STRANGER EYES
Un jeune couple à la recherche de leur petite fille disparue découvre des enregistrements vidéo de leurs moments les plus intimes pris par un mystérieux voyeur, les conduisant à enquêter pour révéler la vérité derrière ces images – et sur eux-mêmes.
Critique du film
En août 1962, dans les bureaux d’Universal, Alfred Hitchcock expliquait à François Truffaut que « tous les spectateurs sont des voyeurs ». Le réalisateur des 400 Coups abondait dans ce sens en argumentant que James Stewart se situait dans la même position que le spectateur dans Fenêtre sur cour, regardant ses voisins depuis la fenêtre, cloué dans son fauteuil comme l’audience vissée dans son siège face à l’écran. Aujourd’hui, à l’heure de la surveillance globalisée et de notre hyper présence digitale, le nombre de sujets observés et de voyeurs n’a jamais été aussi élevé. Ces acteurs filmés leur insu est une préoccupation assez cohérente pour Yeo Siew Hua, né à Singapour, une cité-état comptant 90 000 caméras de surveillance pour un peu plus de 5 millions d’habitants.

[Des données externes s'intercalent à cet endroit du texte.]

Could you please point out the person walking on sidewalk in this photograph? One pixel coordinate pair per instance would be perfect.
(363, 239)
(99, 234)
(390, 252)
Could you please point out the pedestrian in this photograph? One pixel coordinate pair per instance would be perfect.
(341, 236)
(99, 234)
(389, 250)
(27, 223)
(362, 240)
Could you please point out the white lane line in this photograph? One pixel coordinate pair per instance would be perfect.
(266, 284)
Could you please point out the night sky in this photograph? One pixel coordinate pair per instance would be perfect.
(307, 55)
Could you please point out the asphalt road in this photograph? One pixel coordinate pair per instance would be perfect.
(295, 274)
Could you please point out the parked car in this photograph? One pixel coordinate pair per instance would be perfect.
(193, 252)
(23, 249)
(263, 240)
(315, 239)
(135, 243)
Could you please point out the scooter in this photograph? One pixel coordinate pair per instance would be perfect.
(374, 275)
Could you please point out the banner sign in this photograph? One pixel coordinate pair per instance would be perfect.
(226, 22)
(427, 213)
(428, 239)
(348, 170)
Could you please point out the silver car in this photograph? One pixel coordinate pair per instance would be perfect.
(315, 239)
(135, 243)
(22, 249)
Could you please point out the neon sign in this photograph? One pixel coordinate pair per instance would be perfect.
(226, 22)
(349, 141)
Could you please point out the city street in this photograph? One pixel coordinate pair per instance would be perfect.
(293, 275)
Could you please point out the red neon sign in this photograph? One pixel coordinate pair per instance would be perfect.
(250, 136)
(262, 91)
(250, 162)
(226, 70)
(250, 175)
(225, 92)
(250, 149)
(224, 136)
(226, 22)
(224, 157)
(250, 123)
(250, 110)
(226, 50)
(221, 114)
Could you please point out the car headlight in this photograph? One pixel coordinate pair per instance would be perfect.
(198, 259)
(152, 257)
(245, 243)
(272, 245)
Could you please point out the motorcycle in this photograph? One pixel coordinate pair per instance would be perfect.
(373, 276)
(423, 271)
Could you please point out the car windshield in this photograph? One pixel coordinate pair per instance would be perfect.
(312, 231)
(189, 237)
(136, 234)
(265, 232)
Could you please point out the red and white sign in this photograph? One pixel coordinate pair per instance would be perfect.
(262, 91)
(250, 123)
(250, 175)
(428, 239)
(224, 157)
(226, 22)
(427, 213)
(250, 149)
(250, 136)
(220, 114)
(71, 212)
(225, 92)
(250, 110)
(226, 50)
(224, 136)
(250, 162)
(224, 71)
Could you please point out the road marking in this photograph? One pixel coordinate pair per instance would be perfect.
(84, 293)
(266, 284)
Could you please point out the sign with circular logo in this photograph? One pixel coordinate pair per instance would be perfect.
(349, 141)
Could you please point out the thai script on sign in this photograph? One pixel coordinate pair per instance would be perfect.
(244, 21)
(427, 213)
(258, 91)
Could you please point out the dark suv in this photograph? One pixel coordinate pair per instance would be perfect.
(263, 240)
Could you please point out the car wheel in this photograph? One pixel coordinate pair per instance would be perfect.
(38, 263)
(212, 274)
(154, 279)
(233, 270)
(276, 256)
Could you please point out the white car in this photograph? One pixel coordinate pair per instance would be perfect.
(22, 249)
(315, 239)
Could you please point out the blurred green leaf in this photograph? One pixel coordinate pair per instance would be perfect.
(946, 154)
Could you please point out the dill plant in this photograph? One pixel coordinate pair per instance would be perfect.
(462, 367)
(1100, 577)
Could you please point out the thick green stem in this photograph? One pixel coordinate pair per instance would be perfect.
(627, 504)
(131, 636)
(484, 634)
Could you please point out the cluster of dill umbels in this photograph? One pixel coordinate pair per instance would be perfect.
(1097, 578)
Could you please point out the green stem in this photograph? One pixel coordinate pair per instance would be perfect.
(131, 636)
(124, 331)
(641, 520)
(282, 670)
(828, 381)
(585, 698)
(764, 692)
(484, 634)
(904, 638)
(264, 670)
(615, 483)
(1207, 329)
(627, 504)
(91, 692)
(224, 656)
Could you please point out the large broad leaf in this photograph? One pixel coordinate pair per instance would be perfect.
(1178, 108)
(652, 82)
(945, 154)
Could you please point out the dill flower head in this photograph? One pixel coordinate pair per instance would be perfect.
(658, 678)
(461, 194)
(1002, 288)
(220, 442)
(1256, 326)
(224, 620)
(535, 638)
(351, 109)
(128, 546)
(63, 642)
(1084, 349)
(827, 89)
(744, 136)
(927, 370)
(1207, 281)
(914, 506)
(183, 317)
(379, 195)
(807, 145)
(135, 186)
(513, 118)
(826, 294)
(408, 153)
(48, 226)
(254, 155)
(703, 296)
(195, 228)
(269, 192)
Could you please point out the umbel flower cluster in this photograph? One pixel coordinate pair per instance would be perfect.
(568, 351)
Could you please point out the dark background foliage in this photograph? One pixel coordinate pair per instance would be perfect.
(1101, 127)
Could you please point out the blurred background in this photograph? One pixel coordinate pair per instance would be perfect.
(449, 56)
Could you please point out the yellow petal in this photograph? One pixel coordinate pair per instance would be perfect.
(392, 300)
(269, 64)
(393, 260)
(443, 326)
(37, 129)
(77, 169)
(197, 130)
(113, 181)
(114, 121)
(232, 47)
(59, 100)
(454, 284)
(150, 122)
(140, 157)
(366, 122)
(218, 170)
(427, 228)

Paradoxalement, la genèse du récit vient d’un déficit de surveillance. Junyang, jeune père de famille, va perdre de vue sa fillette alors qu’il répond à un appel au téléphone. Durant ce petit instant de distraction, l’enfant est kidnappée. Aucun témoin n’a assisté à la scène, les recherches de la police patinent et les gens du quartier se désintéressent progressivement de l’affaire suite au manque d’espoir de retrouver la petite fille.

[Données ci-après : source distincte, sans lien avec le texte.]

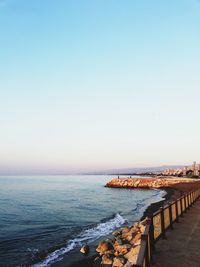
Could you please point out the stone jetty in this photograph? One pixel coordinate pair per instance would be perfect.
(123, 248)
(158, 182)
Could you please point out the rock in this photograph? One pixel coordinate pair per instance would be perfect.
(97, 261)
(109, 252)
(122, 249)
(128, 264)
(136, 240)
(102, 247)
(84, 249)
(119, 240)
(118, 262)
(106, 260)
(132, 255)
(117, 232)
(125, 230)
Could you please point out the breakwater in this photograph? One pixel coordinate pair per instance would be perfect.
(159, 182)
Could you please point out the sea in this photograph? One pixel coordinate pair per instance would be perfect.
(44, 220)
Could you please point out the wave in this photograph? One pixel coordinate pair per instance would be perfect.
(86, 236)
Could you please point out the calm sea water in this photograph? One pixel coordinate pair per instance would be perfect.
(45, 219)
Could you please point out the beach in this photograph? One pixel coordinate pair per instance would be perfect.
(173, 191)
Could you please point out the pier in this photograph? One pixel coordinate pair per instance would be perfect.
(172, 237)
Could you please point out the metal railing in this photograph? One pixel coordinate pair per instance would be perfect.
(161, 221)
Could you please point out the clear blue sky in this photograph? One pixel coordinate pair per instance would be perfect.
(90, 85)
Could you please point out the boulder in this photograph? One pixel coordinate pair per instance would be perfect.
(118, 262)
(102, 247)
(97, 261)
(84, 249)
(132, 255)
(106, 260)
(117, 232)
(122, 249)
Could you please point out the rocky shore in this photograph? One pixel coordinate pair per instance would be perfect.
(159, 182)
(121, 249)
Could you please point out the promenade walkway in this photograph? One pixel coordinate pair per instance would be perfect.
(182, 246)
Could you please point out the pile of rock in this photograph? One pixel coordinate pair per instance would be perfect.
(123, 249)
(159, 182)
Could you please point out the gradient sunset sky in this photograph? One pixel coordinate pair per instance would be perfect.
(99, 84)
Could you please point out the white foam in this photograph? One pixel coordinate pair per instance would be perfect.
(86, 236)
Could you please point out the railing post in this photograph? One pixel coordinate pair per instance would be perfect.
(170, 216)
(181, 204)
(176, 204)
(185, 203)
(162, 223)
(151, 240)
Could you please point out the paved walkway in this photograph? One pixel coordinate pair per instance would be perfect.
(182, 246)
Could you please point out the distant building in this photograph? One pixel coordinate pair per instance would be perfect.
(189, 171)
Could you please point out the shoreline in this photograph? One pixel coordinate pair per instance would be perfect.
(153, 207)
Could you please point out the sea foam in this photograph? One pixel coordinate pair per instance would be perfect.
(86, 236)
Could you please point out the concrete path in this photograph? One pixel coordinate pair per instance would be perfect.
(182, 246)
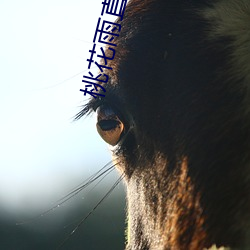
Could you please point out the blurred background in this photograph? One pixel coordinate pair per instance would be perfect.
(44, 154)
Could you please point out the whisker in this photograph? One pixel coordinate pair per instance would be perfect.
(91, 191)
(93, 209)
(103, 171)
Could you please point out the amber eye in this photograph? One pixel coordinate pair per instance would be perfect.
(108, 125)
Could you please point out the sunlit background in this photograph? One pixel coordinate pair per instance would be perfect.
(44, 153)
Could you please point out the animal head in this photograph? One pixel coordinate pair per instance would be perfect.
(176, 110)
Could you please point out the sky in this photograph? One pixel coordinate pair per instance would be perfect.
(43, 53)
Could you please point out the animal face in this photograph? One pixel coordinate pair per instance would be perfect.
(176, 111)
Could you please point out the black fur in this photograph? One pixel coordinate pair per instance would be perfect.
(186, 156)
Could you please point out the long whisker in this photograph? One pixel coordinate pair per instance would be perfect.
(103, 171)
(93, 209)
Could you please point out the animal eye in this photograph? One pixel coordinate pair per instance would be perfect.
(108, 125)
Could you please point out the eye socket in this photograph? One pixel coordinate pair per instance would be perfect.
(108, 125)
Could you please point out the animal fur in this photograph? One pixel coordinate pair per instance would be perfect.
(180, 83)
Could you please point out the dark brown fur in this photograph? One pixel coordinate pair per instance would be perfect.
(186, 148)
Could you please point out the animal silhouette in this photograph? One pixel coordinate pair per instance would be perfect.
(176, 111)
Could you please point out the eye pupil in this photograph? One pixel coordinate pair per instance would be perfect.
(106, 125)
(109, 125)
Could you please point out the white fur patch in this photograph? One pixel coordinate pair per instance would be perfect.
(231, 18)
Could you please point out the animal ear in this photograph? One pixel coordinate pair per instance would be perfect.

Le cinéaste installe très vite le sentiment de désespoir des parents. Le film s’ouvre avec le visionnage de la mère d’anciennes vidéos de souvenirs de famille. Elle regarde inlassablement ces images, espérant y trouver un indice pour retrouver sa fille. De son côté, le père va lui prendre en filature une femme poussant dans un landeau un sosie de son propre enfant. Si la lenteur du script est particulièrement pénible dans son dernier tiers, ce rythme méditatif fonctionne bien dans ces premiers actes tant le réalisateur arrive, à quelques reprises, à le briser pour offrir des moments de stupéfaction. Après avoir suivi cette mère solitaire partout dans le centre commercial, Junyang profite que celle-ci ait le dos tourné pour se rapprocher de la fillette et la prendre dans ses bras.
La construction lente menant à cette séquence tient une grande partie de son pouvoir déconcertant au visage impassible de Junyang (Wu Chien-Ho). Il est impossible de saisir ce qu’il se passe derrière son visage stoïque, laissant possible toutes les hypothèses. Va t’il kidnapper le bébé pour se venger ? Est-ce que le bébé est véritablement son enfant ? Yeo Siew Hua a su bien utiliser le jeu de son acteur pour rendre d’autant plus perturbant la bascule entre le premier et le deuxième acte. En effet, si dans le premier, Junyang ne semble présenter aucun défaut de caractère, la perception qu’a le spectateur de ce personnage va être altérée lorsque le film change de perspective pour ne plus emprunter la sienne mais celle de Lao Wu, le voisin que le couple et la police suspectent d’avoir kidnappé leur fille.
Si le film est excellent dans sa partie thriller, arrivant à tenir en haleine son spectateur dans le mystère entourant la disparition de la petite fille, son propos sur la surveillance paraît moins intelligible. C’est particulièrement frustrant car Yeo Siew Hua arrive à faire coexister au sein de son récit différentes versions de ses personnages en fonction de qui les regarde, mais il n’arrive jamais vraiment à en tirer une matière réflexive ou divertissante qui irait au-delà du simple constat. Miné par une conclusion précipitée dans sa deuxième partie et un dernier chapitre inutilement étiré, Stranger Eyes dilue peu à peu sa tension initiale, jusqu’à perdre de vue son potentiel de thriller contemporain efficace.